Quando spiego agli studenti il principio di eguaglianza, e come la sua contraddittorietà con la libertà sia solo apparente (non è vero che se si è uguali non si è liberi; anzi non c’è vera uguaglianza senza libertà) faccio volentieri ricorso alla metafora sportiva della vita come una corsa, in cui ciò che conta non è arrivare al traguardo tutti insieme, ma partire tutti dalla stessa “linea”, senza subire handicap o penalizzazioni dovute a quegli “ostacoli di ordine economico e sociale che, limitando di fatto la libertà e l’eguaglianza dei cittadini, impediscono il pieno sviluppo della persona umana” (art. 3.2 Cost.). Solo così è possibile che “siano in fatto uguali le condizioni e le possibilità di vita di tutti i cittadini” (A. Moro), in modo che ognuno di essi possa esprimere le proprie capacità e mettere a frutto i propri talenti.

Lo sport, quindi, ha un enorme valore paradigmatico di ciò che è la vita, con il suo continuo alternarsi tra vittorie e sconfitte, nel rispetto delle regole che ci si è dati e, prima ancora, di quel senso di lealtà che deve caratterizzare ogni sana competizione, di modo che alla fine vinca chi si è dimostrato più capace e meritevole, tanto per riprendere un’espressione che non a caso nella Costituzione è utilizzata a proposito di quell’ascensore sociale che è (dovrebbe essere) l’istruzione. È anche per questo, credo, che la notizia del comunicato sulla nascita di un campionato europeo di calcio al posto delle attuali Champions ed Europa League sta suscitando in queste ore un clamore tale da meritarsi l’apertura di quotidiani e telegiornali. Certo, in un paese di 57 milioni di commissari tecnici in cui il calcio è parte integrante dell’identità nazionale (a conferma della sua importanza), era scontato un così vasto interesse per un progetto che, se andrà in porto, rivoluzionerà il mondo del calcio per come è stato finora strutturato e vissuto.

Per questo motivo i paragoni con i progetti simili, varati in altri sport, come l’Eurolega del basket o la Superlega del volley, mi sembrano solo fino ad un certo punto calzanti perché certamente diverso è l’impatto sociale ed economico. Per lo stesso motivo solo in certa misura si può invocare come paragone il sistema della NBA dato che negli USA non esiste un ordinamento sportivo basato sulle singole relative federazioni. Il vero punto di discussione, e motivo di scontro di queste ore, è il significato che noi diamo al calcio, allo sport e, se mi è consentito, alla vita. Se cioè nello sport, come nella vita, chiunque debba avere il diritto di partecipare e, se capace e meritevole, di vincere, oppure se, al contrario, non debba essere il merito ma la forza economica e la ricchezza a prevalere.

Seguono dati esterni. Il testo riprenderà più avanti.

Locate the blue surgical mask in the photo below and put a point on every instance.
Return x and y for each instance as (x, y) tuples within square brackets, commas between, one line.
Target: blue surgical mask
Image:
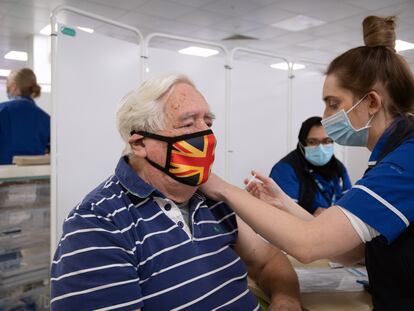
[(319, 155), (339, 127)]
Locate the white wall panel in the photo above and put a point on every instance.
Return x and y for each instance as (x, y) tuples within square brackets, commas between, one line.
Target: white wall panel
[(93, 73), (258, 119)]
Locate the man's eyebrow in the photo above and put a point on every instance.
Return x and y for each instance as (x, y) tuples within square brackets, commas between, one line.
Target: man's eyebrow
[(189, 115), (328, 97), (211, 115)]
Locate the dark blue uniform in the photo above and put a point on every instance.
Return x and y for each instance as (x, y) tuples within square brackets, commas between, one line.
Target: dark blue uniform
[(384, 200), (24, 129), (327, 191)]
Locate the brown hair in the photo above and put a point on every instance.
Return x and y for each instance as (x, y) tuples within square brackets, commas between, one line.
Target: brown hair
[(361, 69), (26, 82)]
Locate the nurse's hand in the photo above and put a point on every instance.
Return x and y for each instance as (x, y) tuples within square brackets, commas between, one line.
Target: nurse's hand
[(265, 189)]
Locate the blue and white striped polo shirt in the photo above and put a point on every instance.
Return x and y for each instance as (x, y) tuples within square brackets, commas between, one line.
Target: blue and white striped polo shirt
[(384, 198), (121, 251)]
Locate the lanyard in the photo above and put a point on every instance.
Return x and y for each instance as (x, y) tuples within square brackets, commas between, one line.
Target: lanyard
[(323, 191)]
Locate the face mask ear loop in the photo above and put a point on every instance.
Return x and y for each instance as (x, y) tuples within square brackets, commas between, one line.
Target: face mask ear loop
[(302, 148), (167, 160), (358, 102)]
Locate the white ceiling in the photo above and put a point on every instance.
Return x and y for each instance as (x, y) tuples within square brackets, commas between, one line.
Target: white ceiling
[(214, 20)]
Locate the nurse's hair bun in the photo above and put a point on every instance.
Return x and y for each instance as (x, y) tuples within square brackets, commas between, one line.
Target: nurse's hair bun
[(379, 31)]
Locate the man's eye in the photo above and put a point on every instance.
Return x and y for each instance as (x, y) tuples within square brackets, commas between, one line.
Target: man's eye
[(333, 104)]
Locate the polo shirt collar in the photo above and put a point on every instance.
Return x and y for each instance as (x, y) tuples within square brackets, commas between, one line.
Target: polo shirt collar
[(132, 181)]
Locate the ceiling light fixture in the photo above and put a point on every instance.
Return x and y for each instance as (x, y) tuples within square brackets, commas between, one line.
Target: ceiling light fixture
[(4, 72), (46, 30), (284, 66), (298, 22), (401, 45), (197, 51), (86, 29), (16, 55)]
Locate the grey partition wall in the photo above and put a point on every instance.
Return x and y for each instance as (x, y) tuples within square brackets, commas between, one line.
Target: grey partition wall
[(91, 73)]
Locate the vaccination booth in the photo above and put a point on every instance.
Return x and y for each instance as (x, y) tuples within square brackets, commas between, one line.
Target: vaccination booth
[(259, 109)]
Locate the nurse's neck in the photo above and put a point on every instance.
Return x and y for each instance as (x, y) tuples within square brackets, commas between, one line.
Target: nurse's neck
[(378, 126)]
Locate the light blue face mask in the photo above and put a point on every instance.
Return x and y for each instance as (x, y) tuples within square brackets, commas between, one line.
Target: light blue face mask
[(339, 127), (319, 155)]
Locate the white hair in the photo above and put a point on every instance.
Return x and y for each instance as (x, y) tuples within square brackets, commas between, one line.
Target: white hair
[(142, 110)]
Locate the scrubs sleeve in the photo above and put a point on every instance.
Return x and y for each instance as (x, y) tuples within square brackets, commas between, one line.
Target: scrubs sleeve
[(383, 198), (284, 175)]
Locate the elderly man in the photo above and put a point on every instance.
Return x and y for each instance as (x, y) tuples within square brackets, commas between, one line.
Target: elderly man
[(146, 239)]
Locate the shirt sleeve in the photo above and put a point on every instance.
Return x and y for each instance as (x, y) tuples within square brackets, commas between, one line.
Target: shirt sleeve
[(94, 267), (347, 181), (383, 198), (284, 175)]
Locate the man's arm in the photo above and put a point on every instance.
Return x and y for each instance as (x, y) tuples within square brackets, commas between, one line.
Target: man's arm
[(269, 267)]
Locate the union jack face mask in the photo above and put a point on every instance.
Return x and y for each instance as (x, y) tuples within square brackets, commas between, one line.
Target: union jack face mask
[(189, 157)]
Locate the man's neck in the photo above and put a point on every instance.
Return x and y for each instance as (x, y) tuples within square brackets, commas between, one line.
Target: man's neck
[(172, 189)]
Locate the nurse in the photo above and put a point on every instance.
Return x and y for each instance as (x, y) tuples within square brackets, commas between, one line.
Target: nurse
[(311, 174), (24, 127), (369, 97)]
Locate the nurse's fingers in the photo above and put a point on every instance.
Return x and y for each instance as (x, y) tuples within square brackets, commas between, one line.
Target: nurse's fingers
[(260, 176)]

Se si può ancora credere che, grazie al sacrificio e all’impegno e all’uso intelligente ed accorto delle risorse finanziarie, un Chievo Verona, per dire, possa prendere parte alla serie A o l’Atalanta partecipare (e con merito!) alla Champions League oppure se un club, disdegnando le altre squadre, abbia diritto di partecipare sempre e comunque alla massima competizione europea in forza soltanto della propria forza economica e dei propri titoli nobiliari (non a caso abrogati dalla XIV disposizione finale della nostra Costituzione!).

Quella che si agita dietro il pur già di per sé importante tema della creazione di una SuperLega è quindi questione ancor più profonda, che tocca il tema del rapporto tra società e mercato, tra diritti ed economia, tra eguaglianza e libertà, come dicevamo all’inizio. Se, cioè, vi devono essere regole che devono valere per tutti e nell’interesse di tutti, dalla squadra più forte e ricca a quella della terza categoria, in base alle quali è, e deve essere sempre, il campo – e cioè il merito – e non altro, a stabilire valori e gerarchie.

Oppure se, in nome di un malinteso principio di libertà d’iniziativa economica – per cui i club sono dei proprietari che possono deciderne il destino, recidendo il legame con le città che rappresentano e con i tifosi che le sostengono – il calcio debba perdere i suoi connotati di passione sociale per trasformarsi definitivamente in mero business in cui il merito economico deve sempre prevalere su quello agonistico e sportivo, a tutto svantaggio delle squadre medio-piccole, anche quando rivelazione, relegate al ruolo di mero serbatoio delle grandi. Un progetto certo affascinante e remunerativo per i grandi club (dietro a cui non a caso sta JP Morgan), ma ingiusto e triste per gli altri. Insomma, parafrasando Bennato, come per le canzonette potremmo dire che “non sono solo partite…”.